Consistent with the view from the anatomy, the lateral habenula has been implicated in many emotional and cognitive functions. These include anxiety, stress, pain, learning, attention, and reward processing (Lecourtier and Kelly, 2007; Sutherland, 1982). However, the physiological properties of the lateral habenula remained poorly understood. In the next section, we summarize our recent study which provided physiological data suggesting that the lateral habenula transmits reward-related signals to dopamine neurons (Matsumoto and Hikosaka, 2007).

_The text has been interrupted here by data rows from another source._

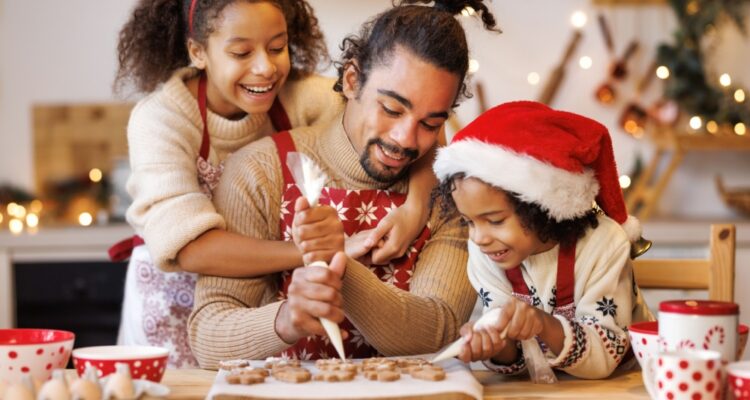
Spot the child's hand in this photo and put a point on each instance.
(357, 245)
(395, 233)
(520, 321)
(317, 231)
(480, 345)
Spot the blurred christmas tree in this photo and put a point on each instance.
(688, 84)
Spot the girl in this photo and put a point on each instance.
(524, 177)
(251, 75)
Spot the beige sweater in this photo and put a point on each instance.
(234, 318)
(164, 136)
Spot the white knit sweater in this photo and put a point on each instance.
(164, 136)
(606, 300)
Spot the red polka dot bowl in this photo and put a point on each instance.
(146, 362)
(34, 352)
(644, 339)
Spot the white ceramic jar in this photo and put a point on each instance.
(699, 325)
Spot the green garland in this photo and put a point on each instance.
(687, 84)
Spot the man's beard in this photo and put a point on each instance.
(386, 175)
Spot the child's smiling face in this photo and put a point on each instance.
(494, 225)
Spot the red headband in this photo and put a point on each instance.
(190, 16)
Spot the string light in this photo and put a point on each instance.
(662, 72)
(585, 62)
(696, 122)
(740, 129)
(85, 219)
(725, 80)
(32, 220)
(96, 174)
(532, 78)
(473, 66)
(468, 11)
(36, 206)
(15, 226)
(739, 95)
(625, 181)
(712, 127)
(578, 19)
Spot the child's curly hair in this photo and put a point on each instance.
(531, 215)
(153, 43)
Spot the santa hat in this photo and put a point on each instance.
(561, 161)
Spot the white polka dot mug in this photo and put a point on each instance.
(738, 375)
(684, 374)
(699, 325)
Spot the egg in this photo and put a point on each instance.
(84, 389)
(120, 385)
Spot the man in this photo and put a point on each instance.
(400, 78)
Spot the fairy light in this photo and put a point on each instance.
(725, 80)
(32, 220)
(585, 62)
(696, 122)
(16, 226)
(712, 127)
(85, 219)
(662, 72)
(740, 129)
(578, 19)
(532, 78)
(468, 11)
(36, 206)
(96, 174)
(739, 95)
(473, 66)
(625, 181)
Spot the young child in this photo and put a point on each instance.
(524, 178)
(251, 75)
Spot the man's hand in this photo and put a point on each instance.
(317, 231)
(314, 293)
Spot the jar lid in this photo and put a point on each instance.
(700, 307)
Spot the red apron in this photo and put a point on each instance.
(564, 304)
(208, 174)
(358, 210)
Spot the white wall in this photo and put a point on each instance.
(53, 51)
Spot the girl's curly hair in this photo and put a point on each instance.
(533, 218)
(153, 43)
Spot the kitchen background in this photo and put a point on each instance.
(57, 63)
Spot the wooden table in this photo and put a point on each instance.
(194, 384)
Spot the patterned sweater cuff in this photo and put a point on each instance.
(574, 344)
(516, 368)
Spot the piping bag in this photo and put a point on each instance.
(536, 362)
(310, 180)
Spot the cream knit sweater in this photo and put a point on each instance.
(234, 318)
(164, 136)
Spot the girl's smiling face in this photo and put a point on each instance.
(246, 59)
(494, 225)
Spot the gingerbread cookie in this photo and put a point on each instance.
(291, 374)
(229, 365)
(247, 376)
(335, 376)
(382, 375)
(427, 372)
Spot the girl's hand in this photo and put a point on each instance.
(395, 233)
(480, 345)
(357, 246)
(520, 321)
(317, 231)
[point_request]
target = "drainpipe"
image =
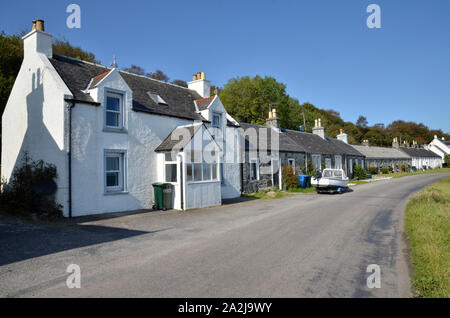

Lateral habenula as a source of negative reward signals in dopamine neurons

To test the hypothesis that the lateral habenula transmits reward-related signals to dopamine neurons, we compared the activity of lateral habenula neurons and dopamine neurons while monkeys were performing a visually guided saccade task with positional reward bias (Fig. 1B). The target was presented randomly on the right or left and the monkey had to make a saccade to it immediately. In one block of trials (24 trials) saccades to one fixed direction were rewarded while saccades to the other direction were not rewarded. The rewarded direction was reversed in the next block with no external instruction. Saccade latencies were much shorter when saccades were followed by reward than when they were followed by no-reward (Fig. 1C).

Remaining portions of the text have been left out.